Common Medications Poison The Elderly
The FDA released a surprising report on November
29, 2007 saying that they FDA cannot protect the American public
from toxic drug reactions. The 56-page report by its Subcommittee on
Science and Technology stated the FDA "suffers from serious
scientific deficiencies and is not positioned to meet current or
emerging regulatory responsibilities." This blistering report on the
life-threatening shortcomings of the FDA was released with the stamp
of approval of the head of the FDA, Commissioner Andrew von
Eschenbach.
This should come as no surprise to anyone paying
attention to the actions of the FDA. But it is surprising to hear
the FDA admit it.
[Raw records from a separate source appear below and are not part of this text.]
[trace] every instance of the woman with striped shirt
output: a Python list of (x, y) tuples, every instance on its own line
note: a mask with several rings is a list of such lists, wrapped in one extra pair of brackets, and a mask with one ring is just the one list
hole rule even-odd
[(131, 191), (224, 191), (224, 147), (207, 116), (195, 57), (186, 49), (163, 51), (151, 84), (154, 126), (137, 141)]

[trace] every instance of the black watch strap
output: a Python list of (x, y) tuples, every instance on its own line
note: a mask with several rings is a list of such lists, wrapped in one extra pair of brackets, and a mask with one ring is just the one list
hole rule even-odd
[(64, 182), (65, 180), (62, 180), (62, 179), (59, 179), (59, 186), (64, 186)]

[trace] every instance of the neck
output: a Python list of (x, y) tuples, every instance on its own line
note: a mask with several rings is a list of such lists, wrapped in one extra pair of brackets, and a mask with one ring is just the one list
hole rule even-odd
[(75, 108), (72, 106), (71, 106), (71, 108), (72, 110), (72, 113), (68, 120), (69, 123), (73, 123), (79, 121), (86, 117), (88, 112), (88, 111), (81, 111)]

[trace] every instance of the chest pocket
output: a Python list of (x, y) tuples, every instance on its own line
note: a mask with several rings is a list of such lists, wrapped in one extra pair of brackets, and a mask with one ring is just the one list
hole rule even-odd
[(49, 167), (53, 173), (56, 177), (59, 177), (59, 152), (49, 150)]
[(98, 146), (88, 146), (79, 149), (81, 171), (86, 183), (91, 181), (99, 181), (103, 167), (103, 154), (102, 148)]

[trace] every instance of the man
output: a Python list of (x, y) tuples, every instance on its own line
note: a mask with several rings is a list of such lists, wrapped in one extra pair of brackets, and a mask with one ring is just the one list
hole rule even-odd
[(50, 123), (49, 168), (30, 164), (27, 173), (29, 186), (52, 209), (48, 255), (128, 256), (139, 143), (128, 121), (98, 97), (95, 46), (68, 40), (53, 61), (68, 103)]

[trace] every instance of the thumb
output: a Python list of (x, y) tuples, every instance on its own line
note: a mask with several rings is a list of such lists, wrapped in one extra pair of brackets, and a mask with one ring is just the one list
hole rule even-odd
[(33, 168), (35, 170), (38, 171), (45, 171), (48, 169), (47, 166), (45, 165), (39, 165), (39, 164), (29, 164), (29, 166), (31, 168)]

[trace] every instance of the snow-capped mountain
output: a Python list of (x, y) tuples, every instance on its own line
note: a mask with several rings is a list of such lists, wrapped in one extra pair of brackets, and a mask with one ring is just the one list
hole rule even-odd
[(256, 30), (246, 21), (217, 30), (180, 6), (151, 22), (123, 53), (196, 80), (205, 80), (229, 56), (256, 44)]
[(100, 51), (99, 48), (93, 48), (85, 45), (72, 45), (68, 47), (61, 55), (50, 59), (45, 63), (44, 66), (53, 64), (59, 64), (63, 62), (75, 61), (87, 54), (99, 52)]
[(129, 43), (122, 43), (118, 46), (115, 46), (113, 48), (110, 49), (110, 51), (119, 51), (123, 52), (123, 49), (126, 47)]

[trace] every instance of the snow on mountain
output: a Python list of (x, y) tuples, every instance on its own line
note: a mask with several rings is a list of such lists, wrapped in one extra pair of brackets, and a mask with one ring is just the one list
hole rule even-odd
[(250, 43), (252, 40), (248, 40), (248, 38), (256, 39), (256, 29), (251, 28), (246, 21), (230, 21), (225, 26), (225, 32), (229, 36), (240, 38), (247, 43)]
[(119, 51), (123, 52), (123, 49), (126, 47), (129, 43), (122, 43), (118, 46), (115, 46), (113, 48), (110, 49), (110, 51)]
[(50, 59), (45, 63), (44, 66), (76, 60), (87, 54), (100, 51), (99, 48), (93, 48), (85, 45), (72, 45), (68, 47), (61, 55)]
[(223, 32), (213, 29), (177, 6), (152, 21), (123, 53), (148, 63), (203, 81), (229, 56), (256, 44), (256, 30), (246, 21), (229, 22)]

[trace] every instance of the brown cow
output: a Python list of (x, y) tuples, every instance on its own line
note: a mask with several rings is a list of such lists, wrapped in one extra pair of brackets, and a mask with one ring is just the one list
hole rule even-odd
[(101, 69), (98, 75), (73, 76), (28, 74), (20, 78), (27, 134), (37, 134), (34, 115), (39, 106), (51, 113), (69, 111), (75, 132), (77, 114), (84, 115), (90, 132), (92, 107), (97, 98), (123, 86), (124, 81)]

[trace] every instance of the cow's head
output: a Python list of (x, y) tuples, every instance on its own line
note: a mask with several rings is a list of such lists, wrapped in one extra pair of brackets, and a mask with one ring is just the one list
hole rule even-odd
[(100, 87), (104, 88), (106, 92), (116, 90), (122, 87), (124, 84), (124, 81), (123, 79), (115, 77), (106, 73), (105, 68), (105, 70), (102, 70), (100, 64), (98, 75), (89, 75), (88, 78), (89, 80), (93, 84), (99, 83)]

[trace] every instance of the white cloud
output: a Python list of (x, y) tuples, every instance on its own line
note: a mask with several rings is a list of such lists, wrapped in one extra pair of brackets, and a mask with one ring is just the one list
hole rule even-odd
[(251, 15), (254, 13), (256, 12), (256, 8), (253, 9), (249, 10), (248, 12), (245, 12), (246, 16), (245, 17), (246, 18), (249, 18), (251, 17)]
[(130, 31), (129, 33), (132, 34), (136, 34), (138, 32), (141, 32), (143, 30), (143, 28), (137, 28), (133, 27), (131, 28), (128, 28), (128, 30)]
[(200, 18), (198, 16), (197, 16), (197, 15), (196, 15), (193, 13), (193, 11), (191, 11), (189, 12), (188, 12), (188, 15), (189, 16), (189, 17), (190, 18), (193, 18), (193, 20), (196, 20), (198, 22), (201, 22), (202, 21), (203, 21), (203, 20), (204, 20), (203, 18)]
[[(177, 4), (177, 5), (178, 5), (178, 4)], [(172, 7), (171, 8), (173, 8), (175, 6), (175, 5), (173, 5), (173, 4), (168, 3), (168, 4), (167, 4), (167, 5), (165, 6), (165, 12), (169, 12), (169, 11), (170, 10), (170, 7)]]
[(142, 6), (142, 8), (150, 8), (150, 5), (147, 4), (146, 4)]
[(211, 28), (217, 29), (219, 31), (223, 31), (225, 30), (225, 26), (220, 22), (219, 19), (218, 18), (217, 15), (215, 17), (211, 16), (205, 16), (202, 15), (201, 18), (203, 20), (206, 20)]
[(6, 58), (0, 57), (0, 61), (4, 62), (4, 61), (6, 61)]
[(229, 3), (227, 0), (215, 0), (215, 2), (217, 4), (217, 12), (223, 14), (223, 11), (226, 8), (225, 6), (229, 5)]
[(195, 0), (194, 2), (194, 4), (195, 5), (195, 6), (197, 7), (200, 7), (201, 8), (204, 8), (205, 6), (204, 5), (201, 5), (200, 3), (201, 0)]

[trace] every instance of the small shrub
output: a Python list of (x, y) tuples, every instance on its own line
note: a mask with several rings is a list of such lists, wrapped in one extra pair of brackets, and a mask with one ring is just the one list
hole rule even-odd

If you read the entire report, you will see the
purpose of the report is not to reform the FDA. That would be too
much to hope for. This report is a part of a PR campaign to get
Congress to give the FDA millions of more dollars for genetic
research to see who has the correct genes to be able to take what
drugs.
Prescription drug toxicity is a real problem in
this country. Over 100,000 US citizens die each year from drug
reactions. Another 3 million are hospitalized from drug reactions.
Half of those people are conveniently already in the hospital. (In
fact if you add the number of deaths from drug reactions to the
deaths in hospitals, the total is the third leading cause of death
in the US.) The FDA has not responded to this threat to our health.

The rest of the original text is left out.